What’s the biggest challenge you faced in starting your company?

There are a lot of barriers that stop American families from getting the kind of legal and financial protection they need and deserve. Our mission is to knock down those barriers by simplifying tasks that have historically been difficult to navigate like creating a will, buying life insurance, and making arrangements for a trust to fund future financial needs. We wanted the Tomorrow app to make those tasks accessible to everyday people, not just the wealthy–so families can finally take them off their perpetual “to do” lists. We also faced the challenge of figuring out how to make those tedious tasks aspirational, social, and even enjoyable, right from people’s phones.


What are some lessons you learned along the way?

Not everyone has a traditional family structure. We knew that to do this right, our app had to let people define their family exactly the way it is. We had to design a system that learns from people in the background as they use it. As a result, the app takes exactly what you tell it about your family and only recommends what’s right for you based on those details.
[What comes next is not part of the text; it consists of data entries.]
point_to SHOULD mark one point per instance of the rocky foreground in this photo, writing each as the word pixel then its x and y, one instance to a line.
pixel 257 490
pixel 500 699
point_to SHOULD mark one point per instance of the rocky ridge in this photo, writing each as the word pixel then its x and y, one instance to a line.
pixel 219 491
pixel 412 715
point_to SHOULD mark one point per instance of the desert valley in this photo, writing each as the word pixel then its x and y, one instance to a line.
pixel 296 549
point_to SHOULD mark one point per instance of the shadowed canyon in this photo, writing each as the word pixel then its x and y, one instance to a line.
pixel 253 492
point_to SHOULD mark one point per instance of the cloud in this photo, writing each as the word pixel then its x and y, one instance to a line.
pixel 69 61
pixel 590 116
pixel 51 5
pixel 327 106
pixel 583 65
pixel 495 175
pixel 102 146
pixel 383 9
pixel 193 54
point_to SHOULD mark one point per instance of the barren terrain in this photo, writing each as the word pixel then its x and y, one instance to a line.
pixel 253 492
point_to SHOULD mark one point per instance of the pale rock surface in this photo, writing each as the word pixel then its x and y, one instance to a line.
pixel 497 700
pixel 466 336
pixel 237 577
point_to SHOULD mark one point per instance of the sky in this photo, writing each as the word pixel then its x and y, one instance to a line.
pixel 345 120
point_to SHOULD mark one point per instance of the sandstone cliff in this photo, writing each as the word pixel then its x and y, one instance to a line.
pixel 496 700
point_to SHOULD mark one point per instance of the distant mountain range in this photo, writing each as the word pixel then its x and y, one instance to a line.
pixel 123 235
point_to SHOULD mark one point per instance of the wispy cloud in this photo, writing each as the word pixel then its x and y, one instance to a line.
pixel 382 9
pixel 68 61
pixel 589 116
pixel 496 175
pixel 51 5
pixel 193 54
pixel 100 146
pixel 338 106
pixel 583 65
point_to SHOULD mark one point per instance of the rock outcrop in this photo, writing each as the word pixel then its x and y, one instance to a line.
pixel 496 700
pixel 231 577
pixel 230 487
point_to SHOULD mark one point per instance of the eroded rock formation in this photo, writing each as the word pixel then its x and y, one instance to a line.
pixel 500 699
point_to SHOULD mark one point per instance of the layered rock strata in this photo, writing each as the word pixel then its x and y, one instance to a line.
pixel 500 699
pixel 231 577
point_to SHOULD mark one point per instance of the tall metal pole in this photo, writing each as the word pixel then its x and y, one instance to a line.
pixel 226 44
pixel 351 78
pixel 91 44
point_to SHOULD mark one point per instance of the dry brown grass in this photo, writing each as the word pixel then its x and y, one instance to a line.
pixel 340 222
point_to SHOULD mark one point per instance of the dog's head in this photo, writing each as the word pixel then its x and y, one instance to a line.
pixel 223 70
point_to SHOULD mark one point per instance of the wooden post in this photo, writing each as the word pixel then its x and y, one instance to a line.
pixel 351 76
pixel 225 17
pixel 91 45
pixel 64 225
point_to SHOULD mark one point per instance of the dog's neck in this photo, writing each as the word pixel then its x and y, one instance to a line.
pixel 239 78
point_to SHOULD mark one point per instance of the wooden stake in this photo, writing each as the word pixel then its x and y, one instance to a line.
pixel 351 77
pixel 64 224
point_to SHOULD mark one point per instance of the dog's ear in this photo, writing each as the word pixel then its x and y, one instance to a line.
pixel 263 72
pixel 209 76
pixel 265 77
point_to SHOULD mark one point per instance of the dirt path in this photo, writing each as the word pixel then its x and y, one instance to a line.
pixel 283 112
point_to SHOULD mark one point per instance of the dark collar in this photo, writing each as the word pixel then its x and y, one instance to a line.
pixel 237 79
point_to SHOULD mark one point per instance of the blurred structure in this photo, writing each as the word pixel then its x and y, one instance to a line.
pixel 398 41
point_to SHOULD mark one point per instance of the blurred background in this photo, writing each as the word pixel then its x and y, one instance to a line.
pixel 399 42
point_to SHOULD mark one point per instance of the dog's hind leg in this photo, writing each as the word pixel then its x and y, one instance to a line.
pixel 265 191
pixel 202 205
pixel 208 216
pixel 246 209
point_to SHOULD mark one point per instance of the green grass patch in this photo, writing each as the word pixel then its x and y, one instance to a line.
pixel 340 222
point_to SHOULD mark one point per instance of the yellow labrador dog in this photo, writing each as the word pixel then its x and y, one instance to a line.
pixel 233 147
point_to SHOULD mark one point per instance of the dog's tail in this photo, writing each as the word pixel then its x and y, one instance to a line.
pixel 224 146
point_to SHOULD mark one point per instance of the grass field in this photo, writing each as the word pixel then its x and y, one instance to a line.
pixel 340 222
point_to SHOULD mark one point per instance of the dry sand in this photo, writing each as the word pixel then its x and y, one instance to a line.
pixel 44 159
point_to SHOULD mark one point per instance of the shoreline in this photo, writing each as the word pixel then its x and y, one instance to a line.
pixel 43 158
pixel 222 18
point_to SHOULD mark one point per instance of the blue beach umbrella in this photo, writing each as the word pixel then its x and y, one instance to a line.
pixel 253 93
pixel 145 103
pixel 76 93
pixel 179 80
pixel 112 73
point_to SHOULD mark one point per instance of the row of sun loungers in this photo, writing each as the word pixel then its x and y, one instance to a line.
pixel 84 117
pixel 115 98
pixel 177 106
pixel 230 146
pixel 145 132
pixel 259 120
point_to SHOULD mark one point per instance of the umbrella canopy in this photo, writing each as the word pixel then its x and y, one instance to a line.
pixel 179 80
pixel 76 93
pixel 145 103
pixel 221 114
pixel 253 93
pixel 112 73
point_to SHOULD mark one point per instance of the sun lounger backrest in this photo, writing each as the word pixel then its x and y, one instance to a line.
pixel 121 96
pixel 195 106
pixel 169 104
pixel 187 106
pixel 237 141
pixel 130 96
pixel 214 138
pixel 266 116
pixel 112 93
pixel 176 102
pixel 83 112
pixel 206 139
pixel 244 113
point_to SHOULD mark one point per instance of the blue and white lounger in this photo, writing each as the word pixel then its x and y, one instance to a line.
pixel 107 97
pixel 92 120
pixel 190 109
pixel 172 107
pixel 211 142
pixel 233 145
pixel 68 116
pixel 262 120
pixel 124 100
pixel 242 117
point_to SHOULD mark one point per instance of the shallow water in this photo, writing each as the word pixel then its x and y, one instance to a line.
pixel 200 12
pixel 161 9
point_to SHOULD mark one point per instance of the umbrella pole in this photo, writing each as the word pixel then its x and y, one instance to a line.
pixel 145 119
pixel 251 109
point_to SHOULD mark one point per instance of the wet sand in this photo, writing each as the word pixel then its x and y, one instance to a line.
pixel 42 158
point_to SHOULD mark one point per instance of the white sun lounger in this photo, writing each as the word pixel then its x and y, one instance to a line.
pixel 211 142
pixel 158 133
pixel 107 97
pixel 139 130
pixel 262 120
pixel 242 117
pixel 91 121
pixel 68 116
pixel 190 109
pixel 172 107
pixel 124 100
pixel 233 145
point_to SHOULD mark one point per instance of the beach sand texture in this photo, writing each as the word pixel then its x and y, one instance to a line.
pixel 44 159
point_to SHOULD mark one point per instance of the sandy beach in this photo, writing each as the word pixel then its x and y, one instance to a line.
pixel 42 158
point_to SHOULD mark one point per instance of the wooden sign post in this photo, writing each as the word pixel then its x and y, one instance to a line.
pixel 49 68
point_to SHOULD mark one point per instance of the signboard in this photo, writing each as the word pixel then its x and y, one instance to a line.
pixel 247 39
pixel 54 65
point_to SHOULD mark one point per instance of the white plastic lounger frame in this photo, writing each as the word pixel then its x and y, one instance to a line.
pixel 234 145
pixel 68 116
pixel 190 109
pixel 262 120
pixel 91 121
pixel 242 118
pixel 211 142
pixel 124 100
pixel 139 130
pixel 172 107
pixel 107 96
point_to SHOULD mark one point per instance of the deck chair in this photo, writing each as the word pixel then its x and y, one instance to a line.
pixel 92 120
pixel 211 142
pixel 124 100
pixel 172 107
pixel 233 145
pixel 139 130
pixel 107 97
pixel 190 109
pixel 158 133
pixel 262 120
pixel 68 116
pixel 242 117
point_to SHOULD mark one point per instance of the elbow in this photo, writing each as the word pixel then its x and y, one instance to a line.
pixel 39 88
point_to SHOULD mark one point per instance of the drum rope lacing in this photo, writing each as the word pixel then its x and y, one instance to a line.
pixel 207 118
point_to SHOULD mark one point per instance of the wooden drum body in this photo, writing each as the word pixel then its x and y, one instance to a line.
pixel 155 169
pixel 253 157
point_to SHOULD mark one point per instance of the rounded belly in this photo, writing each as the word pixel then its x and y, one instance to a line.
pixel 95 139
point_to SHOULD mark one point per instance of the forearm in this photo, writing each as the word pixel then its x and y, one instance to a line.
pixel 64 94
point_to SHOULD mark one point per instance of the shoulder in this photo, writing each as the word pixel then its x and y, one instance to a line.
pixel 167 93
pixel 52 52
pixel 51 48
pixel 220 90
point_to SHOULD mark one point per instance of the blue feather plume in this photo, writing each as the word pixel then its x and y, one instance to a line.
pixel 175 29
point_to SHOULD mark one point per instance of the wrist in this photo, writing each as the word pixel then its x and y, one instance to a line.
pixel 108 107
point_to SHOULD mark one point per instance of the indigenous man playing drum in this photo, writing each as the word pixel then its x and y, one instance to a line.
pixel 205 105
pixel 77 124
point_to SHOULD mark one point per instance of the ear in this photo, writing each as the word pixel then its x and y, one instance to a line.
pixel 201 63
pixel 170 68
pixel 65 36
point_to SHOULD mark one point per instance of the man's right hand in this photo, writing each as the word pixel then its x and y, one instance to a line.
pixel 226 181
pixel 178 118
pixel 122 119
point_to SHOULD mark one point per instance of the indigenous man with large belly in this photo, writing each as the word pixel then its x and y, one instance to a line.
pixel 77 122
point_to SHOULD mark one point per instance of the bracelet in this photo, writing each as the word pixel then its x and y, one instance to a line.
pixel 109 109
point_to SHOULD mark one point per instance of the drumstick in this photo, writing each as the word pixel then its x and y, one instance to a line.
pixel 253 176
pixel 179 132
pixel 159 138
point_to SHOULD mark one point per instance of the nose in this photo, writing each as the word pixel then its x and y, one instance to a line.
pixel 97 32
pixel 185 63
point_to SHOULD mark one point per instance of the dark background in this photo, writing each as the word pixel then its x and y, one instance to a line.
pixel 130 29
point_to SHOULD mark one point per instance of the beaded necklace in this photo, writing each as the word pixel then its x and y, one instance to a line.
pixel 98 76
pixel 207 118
What did you learn about consumer behavior that helped in building your business?

Few people fully read legal documents. Lawyers tend to use words most people aren’t familiar with, not because they want to over-complicate things, but to make sure nothing is misinterpreted. That’s why lawyers are paid handsomely to choose the right words. It can cost a fortune if you get the wording wrong. With our app, we wanted to make it easy for people to make important life decisions without having to navigate a document they don’t fully understand.